Monday, September 05, 2022

Pollution of the Shenandoah Watershed

For over 30 years, my family has been fishing the Shenandoah River System. One of the headwaters, the South River, which flows out of the Shenandoah National Park and through Waynesboro, has been subject of the largest environmental damage settlement in Virginia history. In the 1930's and 40's, a DuPont facility manufacturing rayon released toxic mercury into the South River which is a tribute The devastating environmental effects of toxic pollution are well-known. Although experts predicted mercury levels to decrease, the soil on the banks of the river temporarily absorb mercury, but frequent high water levels cause the mercury in the soak to be re-released into the water. Even when I fish on the South Fork of the Shenandoah River, there are still signs to limit consumption of smallmouth bass due to elevated mercury levels. 
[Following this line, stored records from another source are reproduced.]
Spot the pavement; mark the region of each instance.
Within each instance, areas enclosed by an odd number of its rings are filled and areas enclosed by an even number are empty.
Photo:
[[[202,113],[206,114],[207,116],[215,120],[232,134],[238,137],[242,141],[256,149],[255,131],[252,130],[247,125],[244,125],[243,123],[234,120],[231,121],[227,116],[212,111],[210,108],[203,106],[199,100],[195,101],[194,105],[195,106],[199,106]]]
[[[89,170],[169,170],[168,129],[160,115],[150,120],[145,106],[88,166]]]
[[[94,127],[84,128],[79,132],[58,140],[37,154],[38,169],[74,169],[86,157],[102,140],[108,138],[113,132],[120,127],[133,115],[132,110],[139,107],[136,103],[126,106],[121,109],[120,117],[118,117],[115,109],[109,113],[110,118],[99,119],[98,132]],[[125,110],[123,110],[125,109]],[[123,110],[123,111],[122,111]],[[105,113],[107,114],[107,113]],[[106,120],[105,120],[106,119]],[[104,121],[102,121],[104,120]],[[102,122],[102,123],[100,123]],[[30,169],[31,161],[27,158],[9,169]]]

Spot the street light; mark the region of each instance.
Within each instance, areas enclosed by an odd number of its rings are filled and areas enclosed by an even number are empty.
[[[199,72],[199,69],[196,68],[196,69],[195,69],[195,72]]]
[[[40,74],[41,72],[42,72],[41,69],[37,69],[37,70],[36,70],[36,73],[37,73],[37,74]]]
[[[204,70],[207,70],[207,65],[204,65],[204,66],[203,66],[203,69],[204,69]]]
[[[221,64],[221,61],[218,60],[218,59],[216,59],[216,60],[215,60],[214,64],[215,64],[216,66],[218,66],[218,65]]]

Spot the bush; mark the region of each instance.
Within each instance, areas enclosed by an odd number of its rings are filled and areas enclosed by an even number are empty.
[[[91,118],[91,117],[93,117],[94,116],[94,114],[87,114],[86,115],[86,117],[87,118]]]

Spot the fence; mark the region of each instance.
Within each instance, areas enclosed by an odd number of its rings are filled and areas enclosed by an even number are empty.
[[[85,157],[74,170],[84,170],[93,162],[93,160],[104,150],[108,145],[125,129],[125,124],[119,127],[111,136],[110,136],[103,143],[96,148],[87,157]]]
This is an example of a negative production externality: the production of rayon reduces the well-being of othersThe social marginal cost was higher than the social marginal benefit. In our text, Gruber defines an externality as when "the actions of one party makes another party worse or better off, yet the 1st party neither bears the cost nor benefit". The Coasian solution to this problem would have been for fisherman and local businesses to charge DuPont $x/unit of pollution. This charge would increase the private marginal cost, which would coincide with the social marginal cost, thereby decreasing the quantity of pollution. It is possible that a Coasian private remedy could have worked back then, but now, 70 to 80 years later, the solution is retroactive regulation and corrective payments. In 2016, the DOJ, Department of the Interior, and Virginia state government announced a $50 million settlement with DuPont to help finance "restore the precious natural resources of the South Fork watershed". 


1 comment:

Tommy Murray said...

Thanks for this post, Jacob! This made me think about an added complexity of externalities that we did not discuss in class: the issue of time and permanency. In the basic examples, externalities are portrayed as immediately preventable with no lingering effects: the confectioner can immediately stop production if he wishes, and the externality of noise immediately stops. I think your experience demonstrates the reality that externalities are often extended over time and have semi-permanent effects. Even if the culpable action is stopped (e.g. rayon production) the externality continues (e.g. the river will continue to deteriorate). The implication of this, I believe, is that private Coasian solutions will often hinge upon large overhead payments for restoration projects (e.g. restoring the river) rather than the per-unit payments we see in class.